おまけに今日はゴールド前売開始日…それも忘れておりまして。気が緩んでおります。
でも幕間に電話して、いちおうチケットは希望の日にほぼ希望の席を確保。ホッ。
あぁなんだかやることが我ながらのろりんくらりんな今日この頃…いつまでもこれではいかんぜよ!

と我を引き締めつつ
以下、簡単な感想です。

「恋飛脚大和往来」封印切、新口村
藤十郎さんは基本的に上方のひとなのであまり歌舞伎座にはお目見えせず、私は六月歌舞伎座「妹背山…」の定高が初見で、それ以来でした。
定高の印象が強かったので(なにしろ藤十郎さんの定高で、私の妹背山苦手意識がなくなったくらい感情移入できた)立役の想像がつかなかったのですが、当たり役なだけあってこれまた印象に残る忠兵衛となっていました。
この方って、人間像の組み立てがとても濃ーいタイプなんですね。さらっとスマートに演じるのではなく、こってりたっぷりした感じ。
私は実は、あまり濃いのは得意な方ではないのですが、藤十郎さんのはとても琴線にひっかかってきます。不思議。

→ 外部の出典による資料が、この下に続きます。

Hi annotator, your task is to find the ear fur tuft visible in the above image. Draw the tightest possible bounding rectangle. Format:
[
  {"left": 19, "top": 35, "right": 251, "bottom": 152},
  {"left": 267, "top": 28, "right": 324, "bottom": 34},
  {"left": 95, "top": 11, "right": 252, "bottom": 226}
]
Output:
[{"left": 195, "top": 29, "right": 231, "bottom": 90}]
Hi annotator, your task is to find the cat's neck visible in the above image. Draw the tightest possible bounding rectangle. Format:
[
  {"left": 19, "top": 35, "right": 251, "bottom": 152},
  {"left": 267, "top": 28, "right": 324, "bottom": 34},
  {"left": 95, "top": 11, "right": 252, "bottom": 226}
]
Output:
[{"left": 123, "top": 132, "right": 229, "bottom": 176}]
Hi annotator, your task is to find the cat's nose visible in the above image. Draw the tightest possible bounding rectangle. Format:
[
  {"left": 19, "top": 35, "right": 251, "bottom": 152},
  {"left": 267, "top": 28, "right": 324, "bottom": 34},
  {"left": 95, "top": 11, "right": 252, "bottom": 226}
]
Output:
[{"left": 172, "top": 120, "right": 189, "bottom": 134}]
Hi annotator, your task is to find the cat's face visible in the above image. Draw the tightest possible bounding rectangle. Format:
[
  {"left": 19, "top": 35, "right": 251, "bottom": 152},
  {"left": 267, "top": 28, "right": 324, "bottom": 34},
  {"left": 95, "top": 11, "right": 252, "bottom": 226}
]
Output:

で、有名な「封印切」の場は、もっと重たい場なのかと思っていましたが、意外にも軽妙なやりとりが面白い舞台でした。
八右衛門の挑発に乗りつい金子の封印を切ってしまうくだりは、(小道具が小さいものだけに)実はちょっとわかりにくい。けれどもここで大仰な演出をしても今までのせっかくの軽妙さが損なわれてしまう。難しいところだと思いますが、このあたりの抑えめなところが、私はけっこう好みです。きっと役者さんのさじ加減で、かなり変わってくるところではないかと。藤十郎さん三津五郎さんの力量あってこそ。これが大罪であることもきちんと説明され、忠兵衛のやるせなさも伝わってきて、このシーンがやはりいちばん見応えありました。
そして傾城梅川の時蔵さんの奇麗なこと。さいきんとみに、脂がのってきている感じがします。

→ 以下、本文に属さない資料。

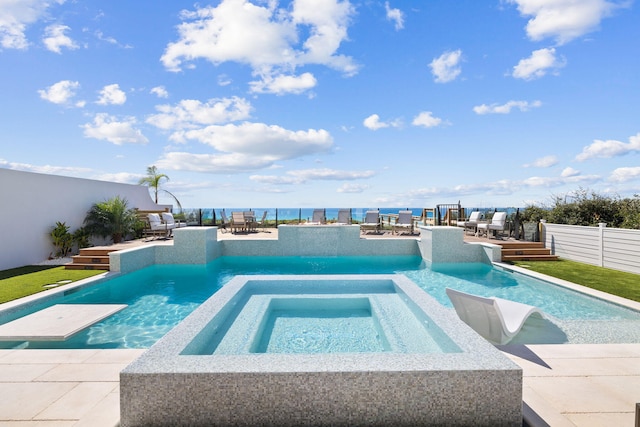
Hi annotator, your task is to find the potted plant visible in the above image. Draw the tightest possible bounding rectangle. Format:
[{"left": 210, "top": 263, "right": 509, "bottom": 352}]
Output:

「新口村」では逃げてきた息子忠兵衛とその恋人梅川を、見ぬふりをして逃がす父親・孫右衛門(我當さん)の哀切のこもった語りがなんともいえず心に沁みました。行方を心配していた息子にやっと会えた。間違っていることはわかっている、でも見なかった会わなかったことにするから逃げろと、自分の貯めたお金を渡して逃がす姿に、涙。父親の精いっぱいの思い。
それを結び付ける役割を果たした梅川の愛情。
激しく降る雪景色の舞台装置も美しい、印象に残る一幕でした。

気になったのは(本日三階席だったからか?)藤十郎さんの台詞があまり聞き取れなかったこと。ストーリーはいたって単純なので追えるのですが、台詞の美しいところもたくさんあったであろうに、残念でした。

「羽衣」
玉三郎さんは奇麗ですねー本当に。
この方はとても地上の方とは思えません。かといって天上のものでもなく…異形のもの?
花道を踊りながら進むとき、三階席なので足元など当然良く見えないわけですが、見えている上半身は、するすると流れるように動いていらっしゃいましたよ。
まさに天女の動きでした。
愛之助さんとの組み合わせも、きれいー♪
衣装の色あわせも、とても上品で華やかで、美しい舞台でした。

ところで、先日藤十郎さん門下の雁五郎さんが亡くなられたと知りました。
あまりなじみがなかったのですが、まだお若くて(六十歳)体調を崩して舞台はずっとお休みされていたということで…残念でなりません。
今月は東京で舞台がかかっている藤十郎さんも、駆け付けたくてもできなかったかもしれない、と思うとせつないです。
ご冥福を心からお祈り申し上げます。